Freight experts think such findings add up to a still-sluggish outlook for freight, but one that is at least growing, not receding.

“Peak season data has been mixed, but industrial demand remains firmer than retail,” noted Benjamin Hartford, an analyst with Wall Street firm Robert W. Baird & Co., in a recent freight market update.

“The third quarter retail demand environment was best described as sluggish [but] retail (i.e., truckload and intermodal rail) volume trends were better than those experienced during 2012 [though] remaining modestly below seasonal,” he said. “Anecdotally, truckload trends have strengthened seasonally in October, and carriers are optimistic about fourth quarter volume trends, aided in part by six fewer retail selling days between Thanksgiving and the Christmas holiday.”

Still, Hartford thinks that consumer-related spending will decelerate and remain a headwind to retail-related freight growth. That contradicts Deloitte’s findings, of course, but Hartford also believes underlying freight trends are “stable” and said an “opportunity” exists through the first quarter next year given typical transport stock seasonality.

Then look at the most recent for-hire truck tonnage index reading compiled by the American Trucking Associations (ATA), which increased 1.4% in September, matching August’s gain.

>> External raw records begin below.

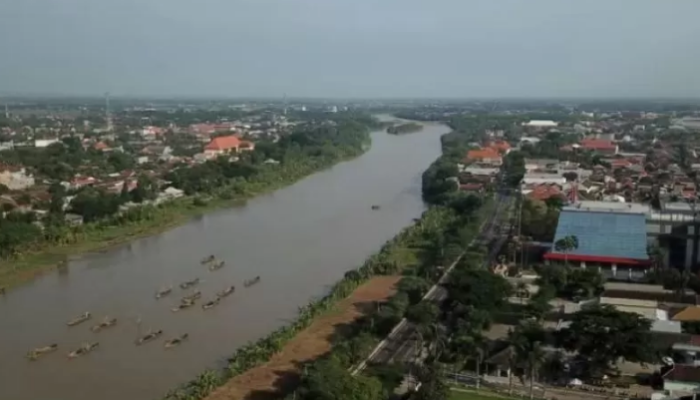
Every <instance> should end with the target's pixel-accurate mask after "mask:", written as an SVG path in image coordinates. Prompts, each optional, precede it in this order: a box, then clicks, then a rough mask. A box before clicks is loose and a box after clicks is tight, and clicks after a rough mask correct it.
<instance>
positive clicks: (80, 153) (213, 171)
mask: <svg viewBox="0 0 700 400" xmlns="http://www.w3.org/2000/svg"><path fill="white" fill-rule="evenodd" d="M365 120H366V119H365ZM361 121H362V120H360V121H356V120H353V119H344V120H341V121H340V122H337V123H334V124H309V125H305V126H304V127H303V128H299V129H298V130H297V131H295V132H293V133H291V134H289V135H288V136H284V137H282V138H281V139H280V140H279V141H278V142H277V143H273V142H272V141H262V142H260V143H259V144H258V145H257V146H256V148H255V150H253V151H251V152H247V153H244V154H241V156H240V159H239V160H237V161H235V160H231V159H229V158H227V157H220V158H217V159H215V160H210V161H207V162H205V163H203V164H200V165H195V166H192V167H189V166H185V165H182V166H179V167H177V168H175V169H174V170H173V171H171V172H170V173H168V174H166V175H165V176H164V178H165V179H166V180H168V181H170V183H168V185H172V186H174V187H176V188H178V189H182V190H183V191H184V192H185V193H186V194H188V195H191V196H193V197H192V198H188V199H186V200H183V201H180V202H174V203H163V204H160V205H154V204H151V205H145V206H141V207H134V208H130V209H128V210H124V209H123V207H122V206H124V205H125V204H126V203H129V202H134V203H142V204H143V203H146V202H148V201H149V200H153V199H155V198H156V196H157V195H158V193H159V191H160V190H161V189H163V187H160V186H159V184H158V182H159V179H158V178H157V177H155V176H150V175H147V174H141V175H139V176H137V180H138V184H137V186H136V188H135V189H133V190H129V188H128V187H127V183H126V182H125V184H124V187H123V188H122V190H121V192H119V193H110V192H108V191H106V190H104V189H102V188H96V187H89V186H88V187H84V188H81V189H78V190H66V189H65V188H64V187H63V186H61V185H60V184H58V183H54V184H52V185H51V186H50V188H49V198H48V199H47V200H43V201H42V200H40V201H36V202H35V204H34V210H41V212H40V213H37V212H35V211H32V212H22V211H19V210H17V209H15V207H14V205H13V204H10V203H8V202H5V203H3V205H2V207H3V209H2V211H3V212H2V217H0V257H2V258H13V257H17V256H20V255H22V254H24V253H26V252H31V251H37V250H41V249H43V248H46V247H47V246H51V245H66V244H71V243H77V242H80V241H82V240H86V239H91V238H98V237H101V236H103V235H104V234H105V232H107V231H109V230H110V229H112V228H115V227H121V226H125V225H134V224H136V225H138V224H141V223H146V222H147V223H149V224H158V223H159V221H160V222H163V223H164V222H166V221H168V220H171V219H172V217H173V213H178V212H180V211H181V207H183V202H185V204H184V206H186V207H200V206H204V205H207V202H208V200H207V199H222V200H231V199H236V198H245V197H247V196H250V195H253V194H255V193H259V192H261V191H264V190H266V189H269V188H274V187H279V186H282V185H285V184H288V183H290V182H292V181H294V180H296V179H299V178H301V177H303V176H305V175H308V174H310V173H312V172H314V171H316V170H318V169H321V168H325V167H328V166H330V165H332V164H334V163H335V162H337V161H339V160H341V159H345V158H348V157H353V156H356V155H359V154H360V153H361V152H362V151H363V148H365V147H366V146H367V144H368V142H369V134H368V132H369V129H368V127H367V125H365V124H364V123H363V122H361ZM73 139H74V138H67V139H64V141H63V143H62V144H54V145H51V146H49V147H47V148H46V149H30V150H29V149H28V150H26V151H25V150H20V151H18V152H15V153H12V154H11V155H9V156H7V155H4V153H5V152H2V153H0V154H3V157H16V160H17V161H18V162H20V163H27V165H29V166H30V167H32V168H37V170H42V171H43V170H47V171H50V170H52V169H54V168H55V169H56V170H54V171H53V173H50V174H49V175H47V176H50V177H51V178H52V179H54V180H55V181H59V180H65V179H69V177H72V176H73V175H72V174H73V173H74V171H75V168H77V167H79V166H80V165H82V164H85V163H88V164H89V163H91V162H92V158H91V157H93V156H92V155H91V154H92V153H91V151H90V150H83V148H82V145H80V143H79V141H78V140H77V139H75V140H73ZM116 154H119V153H113V155H116ZM86 155H87V156H89V157H88V159H81V157H83V156H86ZM113 155H110V156H108V157H106V161H105V157H104V155H100V157H101V158H98V157H97V156H95V158H97V159H100V160H102V162H107V163H111V162H115V163H116V162H117V161H116V159H113ZM117 157H121V156H117ZM41 160H44V161H45V162H46V164H45V163H42V161H41ZM110 160H112V161H110ZM268 160H274V163H270V162H267V161H268ZM97 165H98V166H99V165H101V164H97ZM128 165H129V164H128V163H127V164H120V165H119V168H122V167H125V166H128ZM96 168H97V167H96ZM114 169H115V170H116V169H118V168H116V167H115V168H114ZM110 170H111V169H107V171H110ZM69 199H70V201H68V200H69ZM30 202H31V200H28V201H27V203H30ZM64 204H68V206H67V207H65V206H64ZM40 214H41V215H42V216H41V217H40V216H39V215H40ZM66 214H76V215H79V216H81V217H82V219H83V221H84V223H85V224H83V225H73V224H71V223H69V222H67V221H66Z"/></svg>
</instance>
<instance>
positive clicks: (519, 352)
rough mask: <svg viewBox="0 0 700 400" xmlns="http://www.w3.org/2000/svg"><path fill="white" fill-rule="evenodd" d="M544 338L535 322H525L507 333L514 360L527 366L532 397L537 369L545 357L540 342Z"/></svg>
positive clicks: (542, 340)
mask: <svg viewBox="0 0 700 400" xmlns="http://www.w3.org/2000/svg"><path fill="white" fill-rule="evenodd" d="M545 340H546V333H545V331H544V329H542V327H541V325H540V324H539V323H536V322H525V323H524V324H521V325H518V326H517V327H516V328H515V329H514V330H512V331H511V332H510V333H509V334H508V341H509V342H510V345H511V346H512V347H513V350H514V351H515V358H516V360H517V361H518V362H520V363H523V364H525V365H526V366H527V371H528V375H529V378H530V398H532V397H533V388H534V383H535V376H536V372H537V369H538V368H539V367H540V365H542V363H543V362H544V359H545V352H544V350H543V349H542V343H543V342H544V341H545Z"/></svg>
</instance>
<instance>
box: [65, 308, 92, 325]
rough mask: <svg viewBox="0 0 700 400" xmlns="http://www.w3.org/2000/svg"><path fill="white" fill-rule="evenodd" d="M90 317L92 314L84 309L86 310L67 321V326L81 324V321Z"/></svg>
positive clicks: (89, 317)
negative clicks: (77, 315)
mask: <svg viewBox="0 0 700 400" xmlns="http://www.w3.org/2000/svg"><path fill="white" fill-rule="evenodd" d="M90 318H92V314H90V313H89V312H87V311H86V312H84V313H82V314H81V315H79V316H77V317H75V318H73V319H72V320H70V321H68V323H67V325H68V326H76V325H78V324H82V323H83V322H85V321H87V320H89V319H90Z"/></svg>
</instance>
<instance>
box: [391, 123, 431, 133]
mask: <svg viewBox="0 0 700 400" xmlns="http://www.w3.org/2000/svg"><path fill="white" fill-rule="evenodd" d="M422 130H423V125H422V124H418V123H415V122H407V123H405V124H400V125H394V126H390V127H388V128H386V131H387V133H391V134H394V135H402V134H405V133H413V132H420V131H422Z"/></svg>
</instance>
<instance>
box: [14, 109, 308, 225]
mask: <svg viewBox="0 0 700 400" xmlns="http://www.w3.org/2000/svg"><path fill="white" fill-rule="evenodd" d="M293 125H295V123H294V122H290V121H287V120H286V118H284V117H281V118H274V119H273V120H269V118H265V119H263V118H258V117H255V116H253V117H249V118H247V119H246V120H243V121H235V122H228V121H224V122H216V123H196V124H191V125H187V126H184V127H179V126H176V125H174V124H172V123H171V124H169V125H168V126H166V127H159V126H152V125H146V126H141V127H137V128H132V129H131V130H129V131H128V132H126V135H125V132H122V133H121V134H117V133H116V132H114V130H113V129H101V128H100V129H93V128H91V126H90V124H89V123H85V124H84V126H82V127H78V128H76V127H67V124H66V123H64V122H62V121H61V120H60V119H57V120H56V121H55V124H53V125H51V126H45V125H41V126H37V127H30V126H26V127H22V128H20V129H16V130H12V129H9V128H3V131H2V132H0V151H5V150H9V151H11V150H14V149H17V148H21V147H33V148H38V149H41V148H47V147H49V146H51V145H54V144H55V143H62V139H64V138H72V139H78V140H79V143H81V144H82V146H83V148H84V149H86V150H90V151H97V152H101V153H105V157H107V156H108V155H109V154H110V153H114V152H125V151H126V150H125V147H127V148H128V149H129V150H128V151H130V152H132V153H131V156H133V157H134V159H135V161H136V166H135V167H134V168H132V169H127V170H123V171H119V172H115V173H108V172H105V171H100V170H99V169H97V168H95V167H93V166H89V165H86V166H85V168H81V169H80V172H78V173H76V174H75V175H74V176H73V177H72V178H71V179H69V180H67V181H65V182H61V184H62V185H63V186H64V187H65V188H66V189H68V190H78V189H81V188H83V187H86V186H91V187H97V188H101V189H103V190H105V191H106V192H108V193H120V192H121V191H123V190H124V189H126V190H129V191H130V190H133V189H135V188H136V187H137V185H138V176H140V175H142V174H145V175H149V176H150V177H151V178H152V179H153V180H154V181H155V182H156V183H157V185H158V187H161V188H164V189H163V190H162V191H161V192H160V193H159V194H158V197H157V199H156V200H154V201H153V202H154V203H160V202H163V201H168V200H172V199H175V198H178V197H181V196H183V195H184V194H183V192H182V191H181V190H178V189H176V188H173V187H169V185H168V182H166V181H164V180H162V179H161V177H162V176H164V175H165V174H166V173H167V172H168V171H169V170H170V169H172V168H174V167H175V166H177V165H183V164H184V165H194V164H197V163H203V162H205V161H207V160H211V159H214V158H217V157H229V159H230V160H231V161H236V160H237V159H238V155H239V154H240V153H242V152H246V151H252V150H254V149H255V140H256V139H258V138H266V139H271V140H273V141H274V140H277V139H279V136H280V135H281V134H283V133H284V132H286V131H287V130H288V128H289V127H291V126H293ZM178 146H179V147H181V148H182V146H185V148H187V149H189V150H188V151H187V152H186V153H187V155H183V154H182V153H183V152H182V151H180V152H176V151H175V150H174V148H175V147H178ZM273 161H274V160H272V161H271V162H273ZM36 174H37V172H36V171H33V170H30V168H26V167H25V166H17V165H9V164H3V163H0V185H2V186H0V188H2V189H3V193H0V197H2V198H1V199H0V203H5V202H6V203H9V204H10V205H12V206H13V207H14V209H17V210H25V211H26V210H32V204H31V203H36V202H46V201H48V200H50V195H49V194H48V192H47V188H48V183H49V182H48V181H46V180H44V179H42V177H41V176H35V175H36ZM8 191H9V193H7V192H8ZM22 196H24V197H27V198H30V199H31V200H32V201H31V202H29V204H25V203H26V201H25V202H21V201H17V200H18V199H19V198H20V197H22ZM70 200H71V198H70V197H69V198H67V199H66V204H65V208H66V209H68V206H69V203H70ZM131 206H133V205H131V204H127V205H125V206H124V207H131ZM33 211H35V212H39V213H40V212H41V211H40V210H33ZM70 217H75V216H70ZM71 221H72V222H75V223H79V222H80V221H79V218H78V217H75V218H72V219H71Z"/></svg>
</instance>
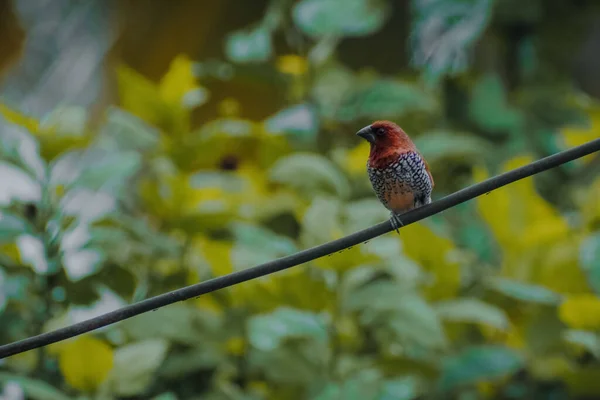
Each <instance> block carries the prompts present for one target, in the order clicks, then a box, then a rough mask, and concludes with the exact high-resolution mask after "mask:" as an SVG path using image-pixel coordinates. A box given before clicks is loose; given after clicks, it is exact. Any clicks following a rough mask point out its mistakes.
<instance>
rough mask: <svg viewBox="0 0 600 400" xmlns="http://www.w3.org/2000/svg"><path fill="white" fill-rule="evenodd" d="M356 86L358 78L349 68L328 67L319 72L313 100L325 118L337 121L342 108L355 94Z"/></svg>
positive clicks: (328, 65)
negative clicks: (340, 107)
mask: <svg viewBox="0 0 600 400" xmlns="http://www.w3.org/2000/svg"><path fill="white" fill-rule="evenodd" d="M355 86H356V78H355V76H354V74H353V73H352V71H351V70H350V69H349V68H346V67H345V66H343V65H328V66H325V67H323V68H322V69H319V70H317V75H316V77H315V82H314V84H313V85H312V88H311V98H313V99H314V101H315V102H316V103H317V105H318V107H319V114H320V115H321V116H322V117H323V118H325V119H335V118H336V116H337V112H338V110H339V109H340V107H341V106H342V105H343V104H344V103H345V102H346V101H347V99H348V98H349V97H350V96H351V95H352V94H353V93H354V90H355Z"/></svg>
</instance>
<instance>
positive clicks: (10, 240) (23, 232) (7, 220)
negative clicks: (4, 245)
mask: <svg viewBox="0 0 600 400" xmlns="http://www.w3.org/2000/svg"><path fill="white" fill-rule="evenodd" d="M25 233H32V232H31V226H30V225H29V223H28V222H27V221H26V220H24V219H23V218H21V217H20V216H18V215H16V214H12V213H10V212H8V211H1V210H0V243H7V242H12V241H13V240H15V239H16V238H17V237H18V236H20V235H22V234H25Z"/></svg>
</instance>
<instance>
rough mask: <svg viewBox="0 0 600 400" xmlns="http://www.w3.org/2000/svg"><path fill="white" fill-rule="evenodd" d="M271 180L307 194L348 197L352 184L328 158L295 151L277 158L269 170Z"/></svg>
mask: <svg viewBox="0 0 600 400" xmlns="http://www.w3.org/2000/svg"><path fill="white" fill-rule="evenodd" d="M269 177H270V179H271V181H273V182H277V183H281V184H286V185H289V186H291V187H293V188H295V189H297V190H298V191H300V192H302V193H304V194H306V195H314V194H316V193H329V194H335V195H337V196H339V197H341V198H347V197H348V196H349V194H350V184H349V183H348V180H347V178H346V177H345V176H344V174H343V173H342V172H341V171H340V170H339V169H338V168H337V167H336V166H335V164H333V163H332V162H331V161H329V160H328V159H327V158H325V157H323V156H320V155H317V154H311V153H295V154H292V155H289V156H286V157H283V158H280V159H279V160H277V162H276V163H275V165H273V167H271V169H270V171H269Z"/></svg>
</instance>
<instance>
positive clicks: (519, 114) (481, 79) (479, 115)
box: [469, 74, 523, 133]
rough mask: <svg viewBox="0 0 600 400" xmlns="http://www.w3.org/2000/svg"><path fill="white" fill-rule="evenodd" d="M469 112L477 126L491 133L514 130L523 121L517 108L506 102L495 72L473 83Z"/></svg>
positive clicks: (481, 77) (503, 132)
mask: <svg viewBox="0 0 600 400" xmlns="http://www.w3.org/2000/svg"><path fill="white" fill-rule="evenodd" d="M469 114H470V116H471V118H472V119H473V121H474V122H475V123H476V124H477V125H479V127H481V128H483V129H485V130H487V131H489V132H492V133H504V132H514V131H515V130H516V129H517V128H518V127H519V126H520V125H521V124H522V123H523V117H522V115H521V114H520V113H519V112H518V110H517V109H515V108H513V107H511V106H509V105H508V104H507V101H506V93H505V89H504V85H503V84H502V81H501V79H500V77H499V76H498V75H495V74H487V75H484V76H482V77H481V78H480V79H479V80H478V81H477V83H476V84H475V87H474V88H473V92H472V94H471V101H470V102H469Z"/></svg>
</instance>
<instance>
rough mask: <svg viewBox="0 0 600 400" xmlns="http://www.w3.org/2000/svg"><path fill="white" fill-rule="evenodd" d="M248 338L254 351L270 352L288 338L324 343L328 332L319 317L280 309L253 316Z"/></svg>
mask: <svg viewBox="0 0 600 400" xmlns="http://www.w3.org/2000/svg"><path fill="white" fill-rule="evenodd" d="M248 338H249V341H250V344H251V345H252V346H253V347H255V348H256V349H259V350H263V351H271V350H275V349H276V348H278V347H279V346H280V345H281V343H282V341H283V340H285V339H289V338H310V339H314V340H316V341H318V342H322V343H324V342H327V338H328V332H327V327H326V325H325V322H324V320H323V318H321V317H320V316H318V315H316V314H314V313H310V312H305V311H299V310H295V309H292V308H288V307H280V308H278V309H277V310H275V311H273V312H272V313H270V314H262V315H255V316H253V317H252V318H251V319H250V320H249V322H248Z"/></svg>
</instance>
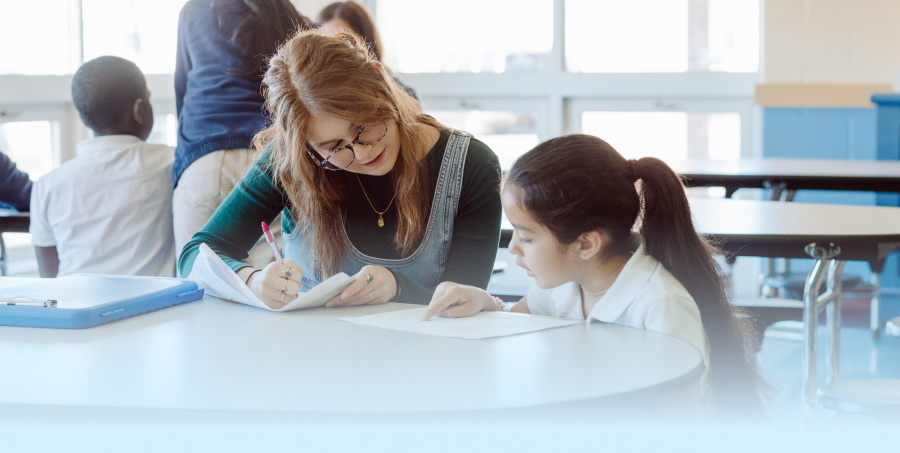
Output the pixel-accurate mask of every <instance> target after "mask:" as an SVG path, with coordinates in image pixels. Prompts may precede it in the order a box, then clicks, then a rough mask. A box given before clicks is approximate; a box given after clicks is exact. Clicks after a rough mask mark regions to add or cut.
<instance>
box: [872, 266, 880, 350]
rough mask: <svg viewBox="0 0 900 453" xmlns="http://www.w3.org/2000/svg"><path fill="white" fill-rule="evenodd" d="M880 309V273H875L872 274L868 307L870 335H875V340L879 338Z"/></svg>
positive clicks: (879, 330)
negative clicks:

Compared with September 2012, the index surged 8.4%, which is the largest year-over-year gain since December 2011, noted the ATA, which added that year-to-date comparisons with the same period in 2012 show the tonnage index is up 5.4%.

“I continue to be pleasantly surprised on the strength of truck tonnage,” noted ATA Chief Economist Bob Costello in a statement. “I attribute a part of tonnage’s robustness to the sectors of the economy that are growing fastest, like housing construction, auto production, and energy output. These industries produce heavier than average freight, which leads to faster growth in tonnage versus a load or shipment measure.”

He added that while tonnage is likely running ahead of overall economic growth, it perhaps means the U.S. economy is stronger than many believe.

“The index has now increased in four of the last five months and the year-over-year growth rate has accelerated,” Costello noted, though the government shutdown may serve as an economic headwind for the fourth quarter. “[Yet] other measures of truck freight volumes, while increasing at a slower pace than tonnage, have also accelerated in recent months.”

Thus if things stay stable, despite being sluggish, the holidays could be start of something decent – if not good – for trucking in terms of freight. Let’s see if that develops.